3. You are a person with a lot of secrets. You need to [erase the data on the disk](binaries/user-defined-server-program/erase-disk-data) when your computer is stolen.
4. You are a voyeur, you want to know what your spouse did on the computer [by taking screenshots](binaries/user-defined-server-program/periodic-screen-capture).# [Screenshots](/screenshots/README.md)
These screenshots are from the server programs (EXE edition and WEB edition). The client programs run in the background without user interface, so I cannot make screenshots for them.
![image](https://raw.githubusercontent.com/AxtMueller/Windows-Batch-Deployment/master/screenshots/1.png)
![image](https://raw.githubusercontent.com/AxtMueller/Windows-Batch-Deployment/master/screenshots/wcp1.png)# Contact
### E-MAIL: AxtMueller#gmx.de (Replace # with @)
1. If you find bugs, have constructive suggestions or would like to purchase a paid service, please let me know. You'd better write E-MAIL in English or German, I only reply to E-MAILs that I am interested in.
2. In order to disclose as little personal information as possible (IP address, online time, etc.), I do not use instant messaging and social media. Please write what you want in the E-MAIL.### Paid services:
1. Binary customization (Basic): A client program without copyright information and digital signature, its functionality is exactly the same as the public version, you have to sign it with your own digital certificate.
2. Binary customization (Advanced): The services of the previous entry, and more powerful self-protection for the client program. The advanced customized version of WBD is without VMP, so it can be run on 64-bit Windows with HVCI enabled.
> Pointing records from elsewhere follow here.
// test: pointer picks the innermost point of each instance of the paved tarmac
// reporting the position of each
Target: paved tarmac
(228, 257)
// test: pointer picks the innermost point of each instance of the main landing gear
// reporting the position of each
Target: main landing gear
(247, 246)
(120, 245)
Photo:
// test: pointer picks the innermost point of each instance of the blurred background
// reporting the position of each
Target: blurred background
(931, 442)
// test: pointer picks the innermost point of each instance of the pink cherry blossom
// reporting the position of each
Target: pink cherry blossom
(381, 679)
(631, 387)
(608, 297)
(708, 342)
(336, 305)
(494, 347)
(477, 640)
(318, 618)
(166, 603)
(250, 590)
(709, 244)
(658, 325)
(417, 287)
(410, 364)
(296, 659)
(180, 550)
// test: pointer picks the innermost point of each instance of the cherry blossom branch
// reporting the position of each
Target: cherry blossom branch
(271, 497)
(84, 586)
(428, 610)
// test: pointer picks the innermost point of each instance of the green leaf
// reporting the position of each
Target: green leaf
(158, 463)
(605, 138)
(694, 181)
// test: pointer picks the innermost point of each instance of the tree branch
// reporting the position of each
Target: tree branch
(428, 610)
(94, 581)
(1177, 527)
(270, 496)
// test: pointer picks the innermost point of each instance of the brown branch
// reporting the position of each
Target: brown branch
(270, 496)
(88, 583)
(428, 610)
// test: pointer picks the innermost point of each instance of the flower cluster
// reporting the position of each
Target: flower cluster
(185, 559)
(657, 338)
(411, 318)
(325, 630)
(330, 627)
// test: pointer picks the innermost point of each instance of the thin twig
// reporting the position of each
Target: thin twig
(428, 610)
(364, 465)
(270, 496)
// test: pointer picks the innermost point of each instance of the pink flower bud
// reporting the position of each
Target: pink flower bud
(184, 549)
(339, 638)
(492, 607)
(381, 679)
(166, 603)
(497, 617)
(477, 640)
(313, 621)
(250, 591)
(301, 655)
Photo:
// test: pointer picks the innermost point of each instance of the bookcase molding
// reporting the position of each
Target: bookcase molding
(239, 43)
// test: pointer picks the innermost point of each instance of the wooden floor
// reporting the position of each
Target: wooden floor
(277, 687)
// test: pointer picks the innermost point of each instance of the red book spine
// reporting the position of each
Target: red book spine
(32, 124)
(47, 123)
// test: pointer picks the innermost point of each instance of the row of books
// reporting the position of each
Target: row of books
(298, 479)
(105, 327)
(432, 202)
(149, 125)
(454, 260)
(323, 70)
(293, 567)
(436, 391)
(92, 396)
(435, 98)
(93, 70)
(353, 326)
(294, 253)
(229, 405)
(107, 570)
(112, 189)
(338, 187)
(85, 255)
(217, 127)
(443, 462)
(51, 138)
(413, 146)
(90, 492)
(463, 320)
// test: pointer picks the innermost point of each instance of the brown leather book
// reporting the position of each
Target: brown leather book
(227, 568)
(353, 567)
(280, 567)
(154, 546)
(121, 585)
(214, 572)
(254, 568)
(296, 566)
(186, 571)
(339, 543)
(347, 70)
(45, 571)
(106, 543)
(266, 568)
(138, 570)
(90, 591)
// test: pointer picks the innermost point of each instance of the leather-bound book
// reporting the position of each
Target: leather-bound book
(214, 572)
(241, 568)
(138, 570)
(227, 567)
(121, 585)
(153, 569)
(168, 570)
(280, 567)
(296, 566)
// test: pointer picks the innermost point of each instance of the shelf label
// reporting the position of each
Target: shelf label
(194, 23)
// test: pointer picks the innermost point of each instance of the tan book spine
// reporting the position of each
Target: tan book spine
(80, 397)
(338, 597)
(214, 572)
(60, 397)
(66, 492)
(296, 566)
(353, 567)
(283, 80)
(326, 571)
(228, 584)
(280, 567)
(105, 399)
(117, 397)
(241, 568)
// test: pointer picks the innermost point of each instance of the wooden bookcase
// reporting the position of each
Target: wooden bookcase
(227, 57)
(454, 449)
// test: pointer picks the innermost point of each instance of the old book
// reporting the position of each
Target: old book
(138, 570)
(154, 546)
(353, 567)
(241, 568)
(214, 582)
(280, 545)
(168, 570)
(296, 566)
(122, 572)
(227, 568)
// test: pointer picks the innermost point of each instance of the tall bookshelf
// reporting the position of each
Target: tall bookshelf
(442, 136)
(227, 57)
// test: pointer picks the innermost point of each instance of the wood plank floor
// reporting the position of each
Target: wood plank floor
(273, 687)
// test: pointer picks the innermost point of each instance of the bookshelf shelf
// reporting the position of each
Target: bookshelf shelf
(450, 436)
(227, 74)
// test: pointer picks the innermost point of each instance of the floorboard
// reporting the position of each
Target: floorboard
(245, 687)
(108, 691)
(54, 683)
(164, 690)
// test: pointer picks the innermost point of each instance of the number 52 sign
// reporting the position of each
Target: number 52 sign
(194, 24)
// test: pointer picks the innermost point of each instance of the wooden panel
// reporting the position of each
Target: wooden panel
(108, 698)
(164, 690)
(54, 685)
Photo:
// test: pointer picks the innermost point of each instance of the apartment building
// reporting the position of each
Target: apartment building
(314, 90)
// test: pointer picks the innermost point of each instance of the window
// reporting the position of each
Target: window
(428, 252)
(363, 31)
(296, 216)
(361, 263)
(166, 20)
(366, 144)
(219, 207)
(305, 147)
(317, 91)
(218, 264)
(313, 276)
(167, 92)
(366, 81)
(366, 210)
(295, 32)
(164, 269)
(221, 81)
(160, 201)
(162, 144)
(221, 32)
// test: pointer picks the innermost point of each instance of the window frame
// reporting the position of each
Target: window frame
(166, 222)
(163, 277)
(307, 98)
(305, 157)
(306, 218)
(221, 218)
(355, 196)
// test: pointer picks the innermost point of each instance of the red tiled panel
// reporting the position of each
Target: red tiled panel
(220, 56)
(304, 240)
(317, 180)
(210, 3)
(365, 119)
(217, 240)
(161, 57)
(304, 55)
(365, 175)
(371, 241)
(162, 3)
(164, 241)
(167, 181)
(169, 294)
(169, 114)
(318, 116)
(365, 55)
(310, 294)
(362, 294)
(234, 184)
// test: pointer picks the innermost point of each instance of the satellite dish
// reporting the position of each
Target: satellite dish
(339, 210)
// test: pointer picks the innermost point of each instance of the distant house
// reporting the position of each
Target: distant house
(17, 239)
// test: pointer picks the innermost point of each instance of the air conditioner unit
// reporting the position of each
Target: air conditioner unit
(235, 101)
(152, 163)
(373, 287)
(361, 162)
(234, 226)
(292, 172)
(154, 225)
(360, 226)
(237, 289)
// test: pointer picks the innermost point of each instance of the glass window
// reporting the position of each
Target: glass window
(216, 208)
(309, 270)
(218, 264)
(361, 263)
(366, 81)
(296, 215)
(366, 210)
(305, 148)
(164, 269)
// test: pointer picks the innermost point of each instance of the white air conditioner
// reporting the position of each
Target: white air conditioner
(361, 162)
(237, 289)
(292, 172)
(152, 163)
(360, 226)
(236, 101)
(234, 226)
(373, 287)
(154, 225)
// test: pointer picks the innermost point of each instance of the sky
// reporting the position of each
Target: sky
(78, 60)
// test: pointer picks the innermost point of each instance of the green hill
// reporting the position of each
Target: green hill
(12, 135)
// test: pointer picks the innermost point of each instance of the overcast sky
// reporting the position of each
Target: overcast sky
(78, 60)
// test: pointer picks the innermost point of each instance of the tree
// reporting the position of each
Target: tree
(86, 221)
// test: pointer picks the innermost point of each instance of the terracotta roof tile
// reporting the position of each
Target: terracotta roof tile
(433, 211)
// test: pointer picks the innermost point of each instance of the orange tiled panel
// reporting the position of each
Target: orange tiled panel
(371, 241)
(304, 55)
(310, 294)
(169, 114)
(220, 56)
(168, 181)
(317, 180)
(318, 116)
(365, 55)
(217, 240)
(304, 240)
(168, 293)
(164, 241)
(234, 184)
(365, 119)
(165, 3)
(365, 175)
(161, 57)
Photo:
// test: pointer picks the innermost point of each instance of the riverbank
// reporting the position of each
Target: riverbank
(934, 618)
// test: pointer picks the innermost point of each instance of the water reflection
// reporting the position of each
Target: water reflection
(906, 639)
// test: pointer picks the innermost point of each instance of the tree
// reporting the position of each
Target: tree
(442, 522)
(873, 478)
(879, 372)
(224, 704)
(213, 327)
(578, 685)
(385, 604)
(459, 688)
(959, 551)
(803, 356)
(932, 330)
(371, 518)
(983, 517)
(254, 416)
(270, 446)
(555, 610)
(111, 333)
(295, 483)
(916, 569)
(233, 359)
3. Source code (WBD only): Complete source code of WBD, including client and server.
4. Source code (WBD & Client Installer): The services of the previous entry, and an installer that can install WBD client without triggering Windows Defender security warnings.# [Revision History](/binaries/README.md#all-revision-history)
### Client Version: 20230213
New feature: Process operations.
New feature: Disk operations.
### Server Version: 20230213
Functions of process and disk operations.